- #1

- 71

- 2

## Homework Statement

(This is part of a problem from Schwarz book on QFT).

1. Show that a propagator only has an imaginary part if it goes on-shell. Explicitly, show that $$Im(M)=-\pi\delta(p^2-m^2)$$ when $$iM=\frac{i}{p^2-m^2+i\epsilon}$$

2. Loops of particles can produce effective interactions which have imaginary parts. Suppose we have another particle ##\psi## and an interaction ##\phi\psi\psi## in the Lagrangian. Loops of ##\phi## will have imaginary parts if and only if ##\psi## is lighter than half of ##\phi##, that is, if ##\phi \to \psi \psi## is allowed kinematically. Draw a series of loop corrections to the ##\phi## propagator. Show that if these give an imaginary number, you can sum the graphs to get for the propagator $$\frac{i}{p^2-m^2+im\Gamma}$$

## Homework Equations

## The Attempt at a Solution

1. So we have $$M=\frac{1}{p^2-m^2+i\epsilon} = \frac{p^2-m^2-i\epsilon}{(p^2-m^2)^2+\epsilon^2}$$ $$Im(M) = \frac{-\epsilon}{(p^2-m^2)^2+\epsilon^2}$$ How do I get a ##\pi## and a delta function from this? And why would ##p^2\neq m^2## imply that this is zero?
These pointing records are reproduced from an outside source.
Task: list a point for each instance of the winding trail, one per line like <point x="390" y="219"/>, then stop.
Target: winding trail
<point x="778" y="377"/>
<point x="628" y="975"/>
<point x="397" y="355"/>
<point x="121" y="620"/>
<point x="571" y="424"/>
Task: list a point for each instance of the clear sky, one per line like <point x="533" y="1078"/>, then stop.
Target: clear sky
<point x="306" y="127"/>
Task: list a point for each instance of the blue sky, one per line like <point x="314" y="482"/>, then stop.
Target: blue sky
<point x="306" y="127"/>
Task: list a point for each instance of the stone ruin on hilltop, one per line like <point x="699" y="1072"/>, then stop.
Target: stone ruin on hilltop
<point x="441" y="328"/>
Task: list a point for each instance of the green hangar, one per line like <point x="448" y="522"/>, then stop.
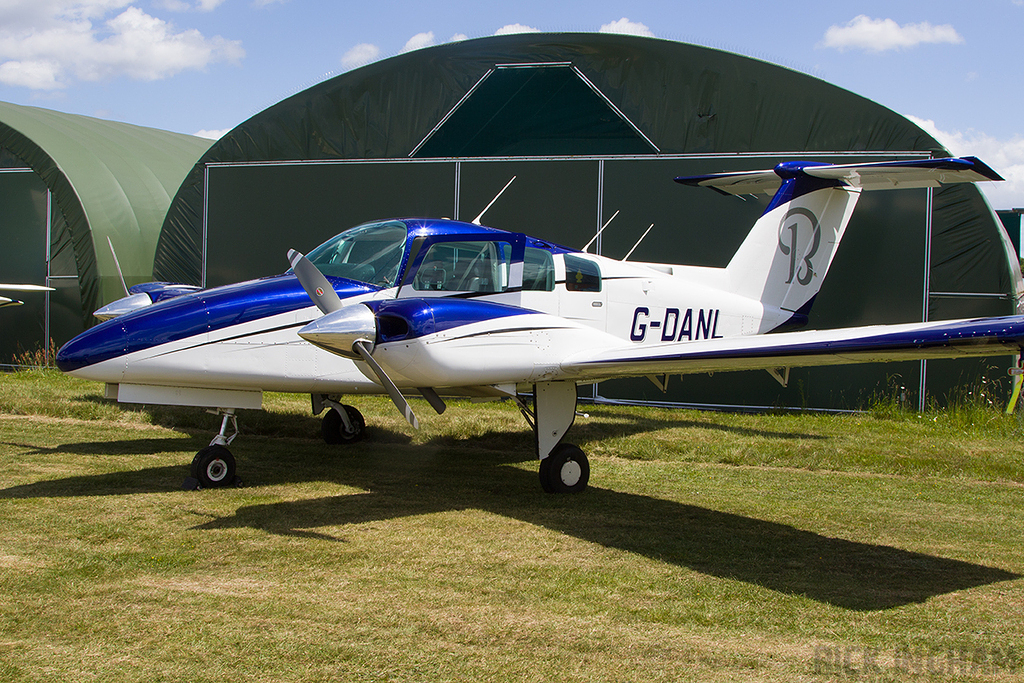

2. I am not sure I understand this part. If we write corrections we would have first a straight line (simple propagator), then one loop, 2 loops and so on, so I assume we need a power series. But I am not sure how to proceed, what should I write for the propagators of the 2 particles? And I am not sure how does the imaginary part come into play (maybe if I do part 1 I can understand this better).